When I started this blog (shortly after returning from a Writer’s Digest Editor’s Intensive in October, 2009), I did so with a great deal of trepidation. I’ve written practically all my life, but the idea of putting my thoughts and words “out there” for all the world to see kinda gave me the heebie jeebies (yes, that’s a word — look it up!). The last thing I wanted or needed was having a bunch of strangers creeping on me.

Over time, however, it became apparent that the people reading my blogs were, in many cases, very much like me. As I read their thoughts and words in return, and as we commented on each other’s posts, I began to feel a kinship with them. I prayed for them, looked forward to learning more about them, and began to hope that somewhere along the line, maybe we’d actually meet in person.

That hasn’t happened, yet. But it’s okay. You don’t have to see friends every day to remain connected.

I’m thankful for every single one of my readers — whether they leave comments or not, whether I know them personally or not. They make me smile, or laugh out loud; they give me new ways of looking at things and advice when I ask for it.

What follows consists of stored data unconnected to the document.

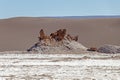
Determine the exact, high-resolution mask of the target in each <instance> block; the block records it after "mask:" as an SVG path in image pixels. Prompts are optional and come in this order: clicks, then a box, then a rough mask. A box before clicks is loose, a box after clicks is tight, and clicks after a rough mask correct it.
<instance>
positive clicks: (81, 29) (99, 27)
mask: <svg viewBox="0 0 120 80" xmlns="http://www.w3.org/2000/svg"><path fill="white" fill-rule="evenodd" d="M64 28H65V29H67V33H69V34H70V35H72V36H75V35H78V36H79V42H80V43H81V44H83V45H84V46H86V47H98V48H99V47H100V46H102V45H104V44H113V45H119V46H120V37H119V36H120V18H94V19H92V18H91V19H80V18H78V19H76V18H74V19H73V18H42V17H16V18H9V19H0V51H13V50H18V51H19V50H21V51H23V50H27V49H28V48H29V47H31V46H32V45H33V44H34V43H36V42H37V41H38V36H39V31H40V29H44V31H45V32H46V34H47V35H48V34H50V33H51V32H55V31H56V30H58V29H64Z"/></svg>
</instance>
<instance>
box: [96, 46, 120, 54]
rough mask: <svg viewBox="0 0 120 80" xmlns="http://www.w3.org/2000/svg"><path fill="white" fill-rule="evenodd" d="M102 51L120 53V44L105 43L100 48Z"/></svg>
mask: <svg viewBox="0 0 120 80" xmlns="http://www.w3.org/2000/svg"><path fill="white" fill-rule="evenodd" d="M98 52H101V53H120V46H116V45H104V46H102V47H100V48H99V49H98Z"/></svg>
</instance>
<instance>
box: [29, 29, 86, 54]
mask: <svg viewBox="0 0 120 80" xmlns="http://www.w3.org/2000/svg"><path fill="white" fill-rule="evenodd" d="M66 32H67V30H66V29H59V30H57V31H56V32H54V33H51V34H50V35H49V36H47V35H46V34H45V32H44V30H43V29H41V30H40V32H39V37H38V39H39V41H38V42H37V43H35V44H34V45H33V46H32V47H31V48H29V49H28V50H27V51H37V52H40V53H48V52H51V53H54V52H55V53H58V52H61V53H64V52H66V51H67V52H72V51H77V50H87V48H86V47H84V46H83V45H82V44H80V43H79V42H77V40H78V36H75V37H73V36H71V35H70V34H66Z"/></svg>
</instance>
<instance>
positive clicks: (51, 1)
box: [0, 0, 120, 18]
mask: <svg viewBox="0 0 120 80" xmlns="http://www.w3.org/2000/svg"><path fill="white" fill-rule="evenodd" d="M90 15H92V16H93V15H120V0H0V18H10V17H20V16H31V17H41V16H42V17H43V16H90Z"/></svg>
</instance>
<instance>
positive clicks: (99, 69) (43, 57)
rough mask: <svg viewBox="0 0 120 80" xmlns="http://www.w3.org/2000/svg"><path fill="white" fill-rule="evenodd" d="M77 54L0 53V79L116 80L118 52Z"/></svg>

Writing can be a lonely task. Knowing there are others traversing a similar path makes the journey more pleasant.

So go ahead and leave a comment. How can we connect if I don’t know who’s reading and what you’re thinking?

Writing for Fun??

The co-editorial director of Publisher’s Weekly, speaking in a recent interview, said self-published authors typically sell less than 100 copies of their book, compared to the 10,000 copies a well-selling traditionally-published book will move.

Sad, isn’t it?

When a friend showed me this statistic in AARP The Magazine, I couldn’t believe it.

The article went on to compare two first-time writers. Both penned memoirs; both were over 50.

There the similarities end.

One sold more than half a million copies of her book; the other logged a measly 20 downloads to e-readers.

The difference? The first author has a traditional publisher, while the second is self-published.

Now that’s a pretty significant difference.

I hate the thought of laboring for years to produce a book I’m proud of, a book people will want to buy and read, if only a handful are going to bother doing either.

It’s like trying to carry sand in a sieve.

The quandary between self-publishing and traditional publishing is nothing new. Many of us are dealing with it right now. In fact, my friend Lynne Spreen over at Any Shiny Thing recently blogged about this very subject.

There don’t seem to be any easy answers, either. Especially when you realize that you the author are going to have to promote your book, regardless of how you publish it.

Anyway, the AARP article goes on to talk about how many “older authors” want to share their stories, profit or not. And how many vanity, e-book, and other self-publishing options exist for those who do. And how “easy” it is to become self-published — nearly three-fourths of a million nontraditional books came out in 2009, compared with fewer than 300,000 traditional titles.

This publishing guru speculates the market for self-published works will grow as more people accept the technology.

His advice in the meantime? Write for fun, not for finance.

Say what?

When did writing a book become fun? Every real writer I know, including meself, calls it Hard Work.

And to embark on that journey expecting no remuneration is foolish.

I suppose people with nothing but time on their hands, or celebrities with a hefty trust fund and a full-blown ego, can afford to laze about and tinker with penning a novel, then pay somebody to publish it, not caring what happens after that.

The rest of us sweat bullets to get every comma in the right place, choose the right POV, work and re-work plot, act out our scenes with dialog, check pacing, and a thousand-and-one other details.

All in the hopes of finding the right agent. The right publisher. The right market.

Because this is our baby, and it deserves nothing less than our best.

Why shouldn’t we expect payment, regardless of how we publish?